Fig. 22 shows a schematic diagram of a headphone device 2200 configured to perform audio signal processing based on hearing compensation data of a particular user. In fig. 22, components of device 2100, such as signal processing circuit 2140, are integrated in a headset device 2200. The headphone device 2200 includes a microphone 2210, the microphone 2210 being mounted to capture the user's voice as well as ambient sounds. In a particular example, the headphone device 2200 includes one or more audible devices, such as audible devices D10L and D10R, each of which may include or be coupled to an instance of the signal processing circuit 2140. To illustrate, the audible device D10L may include or be coupled to the signal processing circuit 2140A, and the audible device D10R may include or be coupled to the signal processing circuit 2140B.

Fig. 23 shows a schematic diagram of an augmented reality (e.g., virtual reality, mixed reality, or augmented reality) headset 2300 configured to perform audio signal processing based on hearing compensation data for a particular user. In fig. 23, the headset 2300 includes a visual interface device 2302 mounted in front of the user's eye to enable display of an augmented reality or virtual reality image or scene to the user while wearing the headset 2300. The headset 2300 also includes one or

more microphones

2304, 2306 to capture ambient sounds (e.g., the external microphone signal XM10 described above), capture error signals (e.g., the internal microphone signal EM10 described above), and so on. The headset 2300 also includes one or more instances of the signal processing circuitry 2140 of fig. 20, such as

signal processing circuitry

2140A and 2140B. In a particular example, a user of the headset 2300 may be engaged in a conversation with a remote participant, such as via a video conference using the

microphones

2304, 2306, audio speakers, and the visual interface device 2302.

Any of the systems described herein may be implemented as (or as part of) an apparatus, device, assembly, integrated circuit (e.g., a chip), chipset, or printed circuit board. In one example, such a system is implemented within a cellular telephone (e.g., a smartphone). In another example, such a system is implemented within an audible device or other wearable device.

Unless expressly limited by context, the term "signal" is used herein to indicate any of its ordinary meanings, including the state of a storage location (or set of storage locations) as expressed on a wire, bus, or other transmission medium. The term "generated" is used herein to indicate any ordinary meaning thereof, such as being calculated or otherwise generated, unless clearly limited by the context.
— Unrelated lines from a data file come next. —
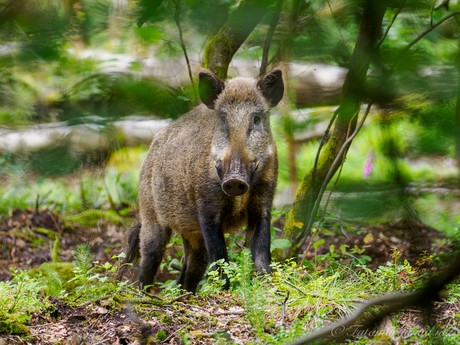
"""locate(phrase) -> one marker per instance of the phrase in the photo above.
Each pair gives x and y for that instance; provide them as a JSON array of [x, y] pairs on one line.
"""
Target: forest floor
[[219, 317]]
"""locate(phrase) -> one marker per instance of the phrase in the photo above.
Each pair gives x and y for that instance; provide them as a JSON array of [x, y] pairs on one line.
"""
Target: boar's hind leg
[[260, 242], [153, 241], [195, 264]]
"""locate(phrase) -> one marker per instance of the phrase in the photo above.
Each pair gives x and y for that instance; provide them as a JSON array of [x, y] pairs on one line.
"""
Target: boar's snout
[[235, 186]]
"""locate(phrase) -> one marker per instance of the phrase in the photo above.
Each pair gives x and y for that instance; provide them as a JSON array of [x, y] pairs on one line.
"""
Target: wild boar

Unless expressly limited by context, the term "calculating" is used herein to indicate any ordinary meaning thereof, such as calculating, evaluating, estimating, and/or selecting from a plurality of values. Unless expressly limited by context, the term "obtaining" is used to indicate any of its ordinary meanings, such as calculating, deriving, receiving (e.g., from an external device), and/or retrieving (e.g., from an array of memory elements). Unless expressly limited by context, the term "select" is used to indicate any ordinary meaning thereof, such as identifying, indicating, applying, and/or using at least one, but not all, of the two or more sets. Unless expressly limited by context, the term "determining" is used to indicate any ordinary meaning thereof, such as deciding, establishing, summarizing, calculating, selecting, and/or evaluating. Where the term "comprising" is used in the present description and claims, it does not exclude other elements or operations. The term "based on" (as in "a is based on B") is used to indicate any of its ordinary meanings, including the following: (i) "originates from" (e.g., "B is a precursor to a"); (ii) "based on at least" (e.g., "a is based on at least B"), and (iii) "equal" (e.g., "a equals B") if the particular context applies. Similarly, the term "responsive to" is used to indicate any of its ordinary meanings, including "responsive to at least". Unless otherwise specified, the terms "at least one of a, B and C", "one or more of a, B and C", "at least one of a, B and C" and "one or more of a, B and C" indicate "a and/or B and/or C". Unless otherwise indicated, the terms "each of a, B, and C" and "each of a, B, and C" indicate "a and B and C".

Unless otherwise stated, any disclosure of the operation of a device having a particular feature is also expressly intended to disclose a method having a similar feature (and vice versa), and any disclosure of the operation of a device according to a particular configuration is also expressly intended to disclose a method according to a similar configuration (and vice versa). The term "configured" may be used to refer to methods, apparatus and/or systems as dictated by their particular context. The terms "method," "process," "procedure," and "technique" may be used generically and interchangeably unless the specific context indicates otherwise. A "task" with multiple subtasks is also a method. The terms "device" and "apparatus" may also be used generically and interchangeably unless the specific context indicates otherwise. The terms "element" and "module" are generally used to denote a portion of a larger configuration. The term "system" is used herein to mean any of its ordinary meanings, including "a set of elements that interact for a common purpose," unless expressly limited by context.

Unless introduced by the definite article, ordinal terms (e.g., "first," "second," "third," etc.) used to modify a claim element do not by themselves connote any priority or order of the claim element over another, but are used merely to distinguish one claim element from another having the same name (but for use of the ordinal term). Unless expressly limited by context, each of the terms "plurality" and "set" is used herein to mean an integer number greater than one.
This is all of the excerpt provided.